Boa parta da culpa disso é do Android, sistema da grande maioria dos smartphones fabricados no planeta. Já confirmaram que o Android M vai incorporar o suporte para os leitores de digitais, de modo que o lógico é esperar que muitos dos smartphones a serem apresentados nos próximos meses o incorporem.

Além dos sistema operacional, outra parte da culpa está no pagamento através do smartphone, onde o sensor de digitais tem papel essencial de oferecer uma capa extra de segurança. É fato que podemos pagar com o smartphone em alguns países e estabelecimentos, mas ainda é algo muito minoritário.

O pagamento nos smartphones é essencial para a proliferação dos leitores de digitais. A Apple está mandando bem com o Apple Pay, mas eles não estão sozinhos. Muito em breve, o Google entrará no mercado com o Android Pay (disponível no Android M), e a Samsung fará o mesmo com o Samsung Pay.

A grande dúvida que fica é: para quê mais vamos utilizar os leitores de digitais?

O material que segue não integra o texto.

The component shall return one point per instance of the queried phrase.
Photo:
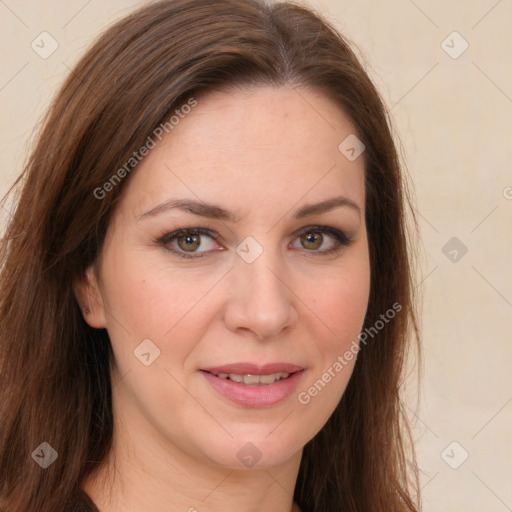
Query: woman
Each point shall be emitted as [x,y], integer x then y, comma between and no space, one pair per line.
[206,285]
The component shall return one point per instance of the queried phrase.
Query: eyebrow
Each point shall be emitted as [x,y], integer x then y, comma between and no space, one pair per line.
[213,211]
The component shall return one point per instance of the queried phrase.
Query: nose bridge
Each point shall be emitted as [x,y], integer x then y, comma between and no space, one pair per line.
[261,300]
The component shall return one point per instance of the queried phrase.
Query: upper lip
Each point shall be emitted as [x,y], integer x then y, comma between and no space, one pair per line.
[253,369]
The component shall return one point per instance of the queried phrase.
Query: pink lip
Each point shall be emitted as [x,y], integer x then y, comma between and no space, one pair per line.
[256,395]
[252,369]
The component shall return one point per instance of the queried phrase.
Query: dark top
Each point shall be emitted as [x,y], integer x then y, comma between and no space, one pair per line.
[81,503]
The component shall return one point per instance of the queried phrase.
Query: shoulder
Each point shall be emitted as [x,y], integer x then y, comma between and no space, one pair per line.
[80,502]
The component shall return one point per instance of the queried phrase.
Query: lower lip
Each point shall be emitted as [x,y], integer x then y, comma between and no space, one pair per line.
[255,395]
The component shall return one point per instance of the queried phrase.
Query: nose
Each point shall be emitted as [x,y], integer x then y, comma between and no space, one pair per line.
[261,300]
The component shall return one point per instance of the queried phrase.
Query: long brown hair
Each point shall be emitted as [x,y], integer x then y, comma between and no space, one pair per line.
[55,384]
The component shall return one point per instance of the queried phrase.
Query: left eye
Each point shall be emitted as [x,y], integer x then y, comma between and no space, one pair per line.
[321,240]
[190,241]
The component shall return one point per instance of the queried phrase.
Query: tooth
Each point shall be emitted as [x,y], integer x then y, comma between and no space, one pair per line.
[268,379]
[251,379]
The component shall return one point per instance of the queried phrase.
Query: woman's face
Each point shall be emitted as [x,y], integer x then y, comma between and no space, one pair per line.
[264,281]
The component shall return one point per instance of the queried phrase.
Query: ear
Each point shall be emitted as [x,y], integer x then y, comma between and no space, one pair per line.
[88,295]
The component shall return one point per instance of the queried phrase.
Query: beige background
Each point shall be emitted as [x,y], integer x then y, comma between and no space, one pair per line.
[454,120]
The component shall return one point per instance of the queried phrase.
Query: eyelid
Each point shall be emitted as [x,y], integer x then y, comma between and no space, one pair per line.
[340,237]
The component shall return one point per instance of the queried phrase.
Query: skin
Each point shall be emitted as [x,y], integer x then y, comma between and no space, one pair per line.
[261,153]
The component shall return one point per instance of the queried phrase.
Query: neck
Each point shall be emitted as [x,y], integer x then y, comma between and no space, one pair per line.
[151,475]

Para autentificarmos o sistema operacional e evitar senhas chatas, para pagar através do smartphone em estabelecimentos públicos ou realizar compras em lojas de aplicativos… e para que mais mesmo?

Ainda há muito ceticismo, mas ideias interessantes estão aparecendo. Mas, por enquanto, nada além do que disse no parágrafo anterior.

É preciso dar tempo ao tempo, claro. Como todas as tecnologias, ela vai exigir que não apenas os fabricantes apresentem suas opções comerciais, mas também os desenvolvedores busquem os seus usos e possibilidades, que tirem partido e se esforcem em aproveitá-las ao máximo. O tempo vai dizer se a introdução dos leitores de digitais é algo positivo e valioso, se renova o mercado da telefonia móvel ou se (pelo contrário) cai em uma mera anedota implantada quase que exclusivamente para todo o sistema de pagamento eletrônico.